Lavender J in MLIA & CLEL v Chief Constable of Hampshire [2017] EWHC 292 (QB) has offered helpful guidance on the application of the limitation defence for human rights claims, in a case which failed to meet the threshold for engaging the investigative duty under Articles 3 and 8 of the Convention.

The Claimants were a mother and daughter who had been victims of abusive, aggressive, violent and threatening behaviour perpetrated by the First Claimant’s former partner prior to November 2005. Following an order by Master McCloud that there should be a trial of liability, the issues before Lavender J were:

1. Whether the claim had been commenced within “such … period as the court … considers equitable having regard to all the circumstances” pursuant to section 7(5)(b) of the Human Rights Act 1998;

2. Whether Article 3 and/or Article 8 were engaged and, if so, whether the Defendant had acted in a manner which was incompatible with the duty imposed by those Articles, in particular by failing to investigate the Claimants’ allegations.

The claim failed principally on the issue of limitation. Unusually, that issue was determined after a full liability trial, which exposed the multiple difficulties associated with piecing together documentary and witness evidence of events which had occurred some 9 ½ years before the claim was brought (in May 2015) and more than 11 years before it was tried.

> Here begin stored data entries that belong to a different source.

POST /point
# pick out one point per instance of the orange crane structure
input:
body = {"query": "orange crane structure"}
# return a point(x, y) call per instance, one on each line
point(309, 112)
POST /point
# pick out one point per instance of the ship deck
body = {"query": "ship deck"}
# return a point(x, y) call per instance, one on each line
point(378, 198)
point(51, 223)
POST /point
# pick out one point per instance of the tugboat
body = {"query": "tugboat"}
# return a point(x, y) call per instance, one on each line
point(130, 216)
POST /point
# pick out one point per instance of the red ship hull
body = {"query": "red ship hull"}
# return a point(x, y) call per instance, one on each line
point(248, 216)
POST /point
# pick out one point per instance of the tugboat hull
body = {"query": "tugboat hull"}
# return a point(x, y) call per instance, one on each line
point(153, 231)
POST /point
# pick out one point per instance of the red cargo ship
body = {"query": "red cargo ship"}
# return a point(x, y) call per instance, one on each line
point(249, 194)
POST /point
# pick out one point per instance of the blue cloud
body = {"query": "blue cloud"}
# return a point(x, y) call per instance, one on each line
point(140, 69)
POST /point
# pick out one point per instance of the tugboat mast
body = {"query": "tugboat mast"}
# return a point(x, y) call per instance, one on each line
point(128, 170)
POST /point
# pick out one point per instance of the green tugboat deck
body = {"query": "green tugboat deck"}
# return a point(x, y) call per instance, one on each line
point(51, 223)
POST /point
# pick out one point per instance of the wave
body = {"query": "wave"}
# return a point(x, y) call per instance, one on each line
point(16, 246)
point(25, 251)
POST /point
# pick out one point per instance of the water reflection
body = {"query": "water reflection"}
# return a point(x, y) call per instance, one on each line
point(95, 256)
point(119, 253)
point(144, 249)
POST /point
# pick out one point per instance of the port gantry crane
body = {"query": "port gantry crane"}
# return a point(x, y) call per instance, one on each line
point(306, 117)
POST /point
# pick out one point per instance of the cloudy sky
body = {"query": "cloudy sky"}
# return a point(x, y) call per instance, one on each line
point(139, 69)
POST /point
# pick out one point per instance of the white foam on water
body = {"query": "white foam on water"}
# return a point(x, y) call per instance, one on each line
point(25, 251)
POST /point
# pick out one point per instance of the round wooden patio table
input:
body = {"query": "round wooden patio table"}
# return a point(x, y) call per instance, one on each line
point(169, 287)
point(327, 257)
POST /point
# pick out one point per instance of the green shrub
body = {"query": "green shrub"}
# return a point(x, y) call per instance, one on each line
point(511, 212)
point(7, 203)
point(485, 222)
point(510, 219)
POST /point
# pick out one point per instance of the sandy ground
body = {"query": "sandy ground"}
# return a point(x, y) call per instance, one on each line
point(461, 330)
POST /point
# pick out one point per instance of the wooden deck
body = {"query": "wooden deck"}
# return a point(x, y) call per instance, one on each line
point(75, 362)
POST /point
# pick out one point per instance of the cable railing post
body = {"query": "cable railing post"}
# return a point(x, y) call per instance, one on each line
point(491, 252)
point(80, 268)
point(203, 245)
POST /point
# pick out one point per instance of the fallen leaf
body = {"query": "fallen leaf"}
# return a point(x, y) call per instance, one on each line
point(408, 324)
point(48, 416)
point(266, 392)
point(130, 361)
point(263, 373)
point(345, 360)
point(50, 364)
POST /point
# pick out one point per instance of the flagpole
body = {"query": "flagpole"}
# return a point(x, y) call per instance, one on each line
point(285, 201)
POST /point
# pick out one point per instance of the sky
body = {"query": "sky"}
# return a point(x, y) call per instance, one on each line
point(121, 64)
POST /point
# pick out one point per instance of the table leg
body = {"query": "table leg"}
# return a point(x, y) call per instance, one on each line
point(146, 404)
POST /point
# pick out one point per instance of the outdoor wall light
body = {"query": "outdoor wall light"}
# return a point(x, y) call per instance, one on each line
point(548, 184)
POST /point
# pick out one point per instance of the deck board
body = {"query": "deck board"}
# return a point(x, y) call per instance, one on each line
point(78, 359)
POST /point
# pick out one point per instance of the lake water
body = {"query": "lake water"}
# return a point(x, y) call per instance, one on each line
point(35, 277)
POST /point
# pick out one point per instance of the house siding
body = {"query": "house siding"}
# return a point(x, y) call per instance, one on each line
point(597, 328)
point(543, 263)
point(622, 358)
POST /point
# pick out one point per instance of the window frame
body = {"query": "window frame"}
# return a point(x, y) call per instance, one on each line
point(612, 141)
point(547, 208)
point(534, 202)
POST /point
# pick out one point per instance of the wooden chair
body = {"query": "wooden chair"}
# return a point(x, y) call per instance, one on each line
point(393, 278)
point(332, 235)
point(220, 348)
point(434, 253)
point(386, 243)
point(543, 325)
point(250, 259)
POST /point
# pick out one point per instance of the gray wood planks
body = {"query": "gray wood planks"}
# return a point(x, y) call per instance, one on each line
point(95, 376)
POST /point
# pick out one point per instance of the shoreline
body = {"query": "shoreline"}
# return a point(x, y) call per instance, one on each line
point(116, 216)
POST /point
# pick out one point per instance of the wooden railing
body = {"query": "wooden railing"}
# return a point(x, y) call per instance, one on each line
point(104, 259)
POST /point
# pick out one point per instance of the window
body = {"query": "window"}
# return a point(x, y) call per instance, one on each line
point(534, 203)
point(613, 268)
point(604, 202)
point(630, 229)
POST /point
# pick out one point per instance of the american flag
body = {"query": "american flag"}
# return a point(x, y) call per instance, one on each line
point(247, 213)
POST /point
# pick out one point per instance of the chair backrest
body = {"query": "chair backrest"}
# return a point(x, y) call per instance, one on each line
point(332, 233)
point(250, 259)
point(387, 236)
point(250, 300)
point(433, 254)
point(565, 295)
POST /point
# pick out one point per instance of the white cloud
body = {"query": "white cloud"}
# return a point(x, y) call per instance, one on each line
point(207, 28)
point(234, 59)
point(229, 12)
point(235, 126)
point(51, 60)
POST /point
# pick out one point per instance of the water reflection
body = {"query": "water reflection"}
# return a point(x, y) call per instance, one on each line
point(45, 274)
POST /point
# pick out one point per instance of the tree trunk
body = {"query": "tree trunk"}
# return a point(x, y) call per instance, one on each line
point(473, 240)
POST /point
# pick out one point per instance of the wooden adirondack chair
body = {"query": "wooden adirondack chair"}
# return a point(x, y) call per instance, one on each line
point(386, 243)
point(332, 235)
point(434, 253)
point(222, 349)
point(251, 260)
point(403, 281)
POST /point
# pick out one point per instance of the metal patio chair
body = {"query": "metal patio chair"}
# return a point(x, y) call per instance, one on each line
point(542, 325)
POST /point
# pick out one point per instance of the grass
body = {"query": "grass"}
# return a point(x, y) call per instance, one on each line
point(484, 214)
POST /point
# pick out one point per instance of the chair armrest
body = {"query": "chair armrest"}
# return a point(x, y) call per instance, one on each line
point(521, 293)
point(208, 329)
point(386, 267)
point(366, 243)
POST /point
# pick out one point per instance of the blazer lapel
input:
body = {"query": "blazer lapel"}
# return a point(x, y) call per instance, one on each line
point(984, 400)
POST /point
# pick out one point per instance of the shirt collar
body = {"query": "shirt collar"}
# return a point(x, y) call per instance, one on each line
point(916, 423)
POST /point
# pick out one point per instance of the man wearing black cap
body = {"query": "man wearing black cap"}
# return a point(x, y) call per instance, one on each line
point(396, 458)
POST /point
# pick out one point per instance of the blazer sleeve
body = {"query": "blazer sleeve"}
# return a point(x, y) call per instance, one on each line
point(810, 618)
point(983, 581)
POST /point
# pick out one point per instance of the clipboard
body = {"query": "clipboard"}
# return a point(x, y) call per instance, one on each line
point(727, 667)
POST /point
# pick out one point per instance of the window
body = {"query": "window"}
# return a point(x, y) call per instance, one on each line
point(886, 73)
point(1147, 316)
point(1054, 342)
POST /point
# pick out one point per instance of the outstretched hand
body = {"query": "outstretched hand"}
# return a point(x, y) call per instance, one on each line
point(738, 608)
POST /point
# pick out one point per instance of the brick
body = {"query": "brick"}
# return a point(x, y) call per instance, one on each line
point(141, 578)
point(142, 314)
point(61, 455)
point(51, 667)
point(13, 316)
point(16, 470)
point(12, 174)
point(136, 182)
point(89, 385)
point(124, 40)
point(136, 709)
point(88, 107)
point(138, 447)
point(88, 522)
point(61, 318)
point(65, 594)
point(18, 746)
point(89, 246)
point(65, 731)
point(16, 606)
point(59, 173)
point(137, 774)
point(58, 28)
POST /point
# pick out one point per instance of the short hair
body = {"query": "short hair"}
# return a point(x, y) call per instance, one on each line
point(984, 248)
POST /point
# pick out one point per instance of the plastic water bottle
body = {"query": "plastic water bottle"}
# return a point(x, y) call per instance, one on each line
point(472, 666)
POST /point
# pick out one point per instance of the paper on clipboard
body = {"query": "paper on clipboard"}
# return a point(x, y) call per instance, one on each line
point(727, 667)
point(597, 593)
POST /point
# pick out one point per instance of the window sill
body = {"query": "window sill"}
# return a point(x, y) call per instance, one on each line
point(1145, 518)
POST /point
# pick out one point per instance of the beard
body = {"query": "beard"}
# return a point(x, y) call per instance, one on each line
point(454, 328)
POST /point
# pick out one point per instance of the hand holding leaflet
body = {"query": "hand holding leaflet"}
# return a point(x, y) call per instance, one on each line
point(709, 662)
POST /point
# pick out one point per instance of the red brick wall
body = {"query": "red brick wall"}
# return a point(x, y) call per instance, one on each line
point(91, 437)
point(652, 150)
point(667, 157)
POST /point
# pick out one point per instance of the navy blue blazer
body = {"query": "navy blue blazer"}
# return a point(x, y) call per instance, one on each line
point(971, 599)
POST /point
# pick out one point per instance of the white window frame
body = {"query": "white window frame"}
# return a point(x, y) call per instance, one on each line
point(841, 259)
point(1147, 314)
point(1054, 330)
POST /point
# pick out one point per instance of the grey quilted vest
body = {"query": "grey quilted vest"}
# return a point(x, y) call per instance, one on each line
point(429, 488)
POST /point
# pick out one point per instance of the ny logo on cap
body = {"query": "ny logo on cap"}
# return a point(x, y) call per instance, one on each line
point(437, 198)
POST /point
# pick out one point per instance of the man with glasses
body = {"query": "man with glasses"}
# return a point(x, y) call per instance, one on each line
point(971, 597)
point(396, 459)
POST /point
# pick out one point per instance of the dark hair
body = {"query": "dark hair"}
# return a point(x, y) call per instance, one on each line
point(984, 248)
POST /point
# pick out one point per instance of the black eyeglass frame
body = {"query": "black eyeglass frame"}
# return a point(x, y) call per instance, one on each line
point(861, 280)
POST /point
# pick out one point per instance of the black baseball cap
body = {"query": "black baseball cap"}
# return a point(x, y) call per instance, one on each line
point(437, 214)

Lavender J cited Lord Justice Thomas in Dunn v Parole Board [2008] EWCA Civ 374; [2009] 1 WLR 728 at [32] on the broad discretion conferred on the court by the wording of section 7(5)(b) HRA:

… It is for the court to examine in the circumstances of each case all the relevant factors and then decide whether it is equitable to provide for a longer period. It may be necessary in the circumstances of a particular case to look at objective and subjective factors; proportionality will generally be taken into account. It is not in my view appropriate to say that one particular factor has as a matter of general approach a greater weight than others. The court should look at the matter broadly and attach such weight as is appropriate in each given case.

In concluding that it would not be equitable to extend the limitation period, Lavender J identified the following factors as being relevant in the circumstances of the case [157]-[182]:

(a)  The burden of proof, which rested with the Claimants;

(b)  The one year limitation period under section 7(1)(a) HRA 1998;

(c)   The length of the delay, which was “substantial … in the context of a one year primary limitation period” [161];

(d)  The Claimants, who were adults. The First Claimant had shown herself to be capable of pursuing various legal procedures in the intervening period;

(e)  The Claimants’ knowledge, from an early stage, that they were unsatisfied with various aspects of the handling of their case;

(f)   The reasons for the delay: the judge found there had been no obstacle to the Claimants’ seeking advice on a potential claim “many years ago” [169];

(g)  The steps taken to obtain legal advice: the Claimants had failed to take any such steps in relation to the claim until 2014;

(h)  The consequences of the delay, which had “made it more difficult for the witnesses to recall relevant events” and meant that “documents which would have been available … [were] no longer available” [174]. This was “the sort of situation which limitation periods are intended to avoid” [176];

(i)   The conduct of the force, which had not been responsible for any delay;

(j)    The merits of the claim, which the judge indicated he would have determined in the Defendant’s favour had it been necessary to do so; and

(k)  The effect of upholding the limitation defence. Although the claim had been defeated there had, unusually, been a trial and thus the Claimants had felt “that their voices had been heard” [181].

On the merits, Lavender J doubted whether the allegations reached “the necessary minimum level of seriousness” for the purpose of engaging Articles 3 and/or 8. It having been agreed that the Convention did not impose a duty to investigate unless there was “a credible allegation of a grave or serious crime” [192]-[193]. The conduct relevant to this conclusion involved:

(a)  Assault: allegations that AB would spit at the First Claimant or “throw things at her or pin her against walls”; that he had hit her three times on one occasion; verbally abused her, pulled her hair and cut up her clothes; that on another occasion he had “hit her hard across the forehead” and, on another, thrown water in her face;

(b)  Criminal damage: scratching a swastika on the bonnet of the First Claimant’s car;

(c)   Harassment: repeated telephone calls and text messages, some of which included threats of violence;

(d)  Threats to kill in some of the telephone calls and text messages.

Had the case come within the scope of Article 3, the police investigation had not fallen short of the standards required by that Article [205] and [209].

The primary consideration was the excessive length of time which had elapsed prior to the Claimants’ bringing their claim. The factors outlined by Lavender J provide a helpful, though non-exhaustive, checklist where a limitation defence is raised under section 7(5) HRA.

However, we are all feeling our way around cases of a failure to investigate – and what amounts to a “credible allegation”. The case is a useful reference on the threshold for engagement of Articles 3 and 8, particularly in the context of allegations of domestic violence and/or harassment.